Tiga tahun pernikahan. Segala cinta, pengorbanan, dan ketulusannya ternyata tak lebih dari sebuah lelucon.
Dengan hati yang hancur, Nikita menyerahkan surat gugatan cerai dengan tenang. Dia memilih menyembunyikan penyakitnya, tak berniat memberi siapa pun kesempatan untuk kembali menyakitinya.
Darwis langsung melemparkan surat itu ke tempat sampah. "Kamu bahkan belum melahirkan pewaris untuk Keluarga Susanto. Kamu nggak berhak mengajukan cerai."
Nikita menatapnya dengan tenang. "Bagaimana kalau harga yang harus kubayar untuk memiliki anak adalah nyawaku sendiri?"
Tanpa mengangkat kepala sedikit pun, Darwis menjawab, "Kalau begitu, kamu mati saja."
Saat itu juga, seluruh harapannya benar-benar sirna.
Belakangan, penyakit yang selama ini dia sembunyikan akhirnya terungkap.
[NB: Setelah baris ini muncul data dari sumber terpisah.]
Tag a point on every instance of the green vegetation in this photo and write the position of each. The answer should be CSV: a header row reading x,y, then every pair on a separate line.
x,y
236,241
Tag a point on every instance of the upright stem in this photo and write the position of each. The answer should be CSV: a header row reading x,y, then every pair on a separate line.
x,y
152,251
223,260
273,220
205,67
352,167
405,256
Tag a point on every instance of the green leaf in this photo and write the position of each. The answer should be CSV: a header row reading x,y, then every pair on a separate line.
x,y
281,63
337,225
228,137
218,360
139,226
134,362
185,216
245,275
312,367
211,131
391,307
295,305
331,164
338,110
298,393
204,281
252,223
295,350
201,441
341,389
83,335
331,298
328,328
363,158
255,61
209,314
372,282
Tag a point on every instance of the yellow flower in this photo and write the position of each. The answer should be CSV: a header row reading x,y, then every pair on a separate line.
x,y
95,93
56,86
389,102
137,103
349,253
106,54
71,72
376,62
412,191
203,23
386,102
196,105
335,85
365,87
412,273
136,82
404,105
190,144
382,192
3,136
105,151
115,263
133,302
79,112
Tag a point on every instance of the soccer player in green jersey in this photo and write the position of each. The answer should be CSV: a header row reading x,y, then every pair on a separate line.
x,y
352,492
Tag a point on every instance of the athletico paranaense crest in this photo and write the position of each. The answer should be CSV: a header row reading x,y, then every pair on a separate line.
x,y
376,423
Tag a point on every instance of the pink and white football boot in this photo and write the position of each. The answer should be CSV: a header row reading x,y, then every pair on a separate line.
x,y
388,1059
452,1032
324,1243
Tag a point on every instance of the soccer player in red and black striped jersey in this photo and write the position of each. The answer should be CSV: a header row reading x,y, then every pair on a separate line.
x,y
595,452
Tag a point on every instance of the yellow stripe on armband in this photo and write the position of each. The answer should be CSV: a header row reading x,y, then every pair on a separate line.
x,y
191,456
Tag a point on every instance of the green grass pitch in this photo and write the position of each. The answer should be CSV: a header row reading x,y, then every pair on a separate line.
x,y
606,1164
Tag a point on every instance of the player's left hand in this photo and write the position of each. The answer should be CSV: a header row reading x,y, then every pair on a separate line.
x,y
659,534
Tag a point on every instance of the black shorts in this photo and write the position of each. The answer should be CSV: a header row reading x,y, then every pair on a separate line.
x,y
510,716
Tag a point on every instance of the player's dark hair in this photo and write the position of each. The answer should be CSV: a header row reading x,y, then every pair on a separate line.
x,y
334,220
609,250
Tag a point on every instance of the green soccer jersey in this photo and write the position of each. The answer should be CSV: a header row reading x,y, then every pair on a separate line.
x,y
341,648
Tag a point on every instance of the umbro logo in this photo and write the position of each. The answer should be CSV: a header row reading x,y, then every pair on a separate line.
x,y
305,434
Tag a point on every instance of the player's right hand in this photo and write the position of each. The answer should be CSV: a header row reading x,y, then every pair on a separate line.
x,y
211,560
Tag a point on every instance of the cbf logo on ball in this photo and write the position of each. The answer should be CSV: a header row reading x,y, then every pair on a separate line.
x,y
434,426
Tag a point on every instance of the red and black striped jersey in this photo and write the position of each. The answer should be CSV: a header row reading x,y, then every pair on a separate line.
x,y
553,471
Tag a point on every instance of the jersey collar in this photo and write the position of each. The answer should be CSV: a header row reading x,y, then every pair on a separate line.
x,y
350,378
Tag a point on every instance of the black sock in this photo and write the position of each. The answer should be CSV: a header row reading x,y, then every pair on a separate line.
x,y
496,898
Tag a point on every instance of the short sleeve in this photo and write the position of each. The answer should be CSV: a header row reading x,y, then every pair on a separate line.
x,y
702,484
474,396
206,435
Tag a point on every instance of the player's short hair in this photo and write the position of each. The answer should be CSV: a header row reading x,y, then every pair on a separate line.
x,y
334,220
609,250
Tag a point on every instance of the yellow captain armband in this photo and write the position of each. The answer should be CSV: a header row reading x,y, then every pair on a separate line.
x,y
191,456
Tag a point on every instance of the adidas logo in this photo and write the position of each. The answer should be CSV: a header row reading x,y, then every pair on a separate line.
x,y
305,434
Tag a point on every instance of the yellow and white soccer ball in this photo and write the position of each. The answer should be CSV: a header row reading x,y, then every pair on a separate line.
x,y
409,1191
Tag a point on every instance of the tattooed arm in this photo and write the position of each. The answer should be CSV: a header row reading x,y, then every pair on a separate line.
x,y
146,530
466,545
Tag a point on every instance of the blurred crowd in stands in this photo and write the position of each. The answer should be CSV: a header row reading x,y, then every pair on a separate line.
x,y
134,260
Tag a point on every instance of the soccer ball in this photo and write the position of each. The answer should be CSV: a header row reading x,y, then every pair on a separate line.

Namun, Nikita telah menghilang tanpa jejak. Ketika namanya kembali terdengar, dia telah bangkit di dunia riset dan menjadi sosok legendaris yang disegani semua orang.
Sebaliknya, diplomat yang selama ini dikenal dingin dan tak tersentuh itu justru mencari Nikita hingga ke berbagai penjuru dunia. Dengan mata memerah, Darwis berlutut di hadapannya. "Niki ... aku akan menukar nyawaku dengan nyawamu. Jangan tinggalkan aku ... boleh?"
Nikita hanya tersenyum tipis, lalu mengembalikan ucapan yang dulu pernah dia terima. "Pak Darwis ... kalau begitu, kamu mati saja."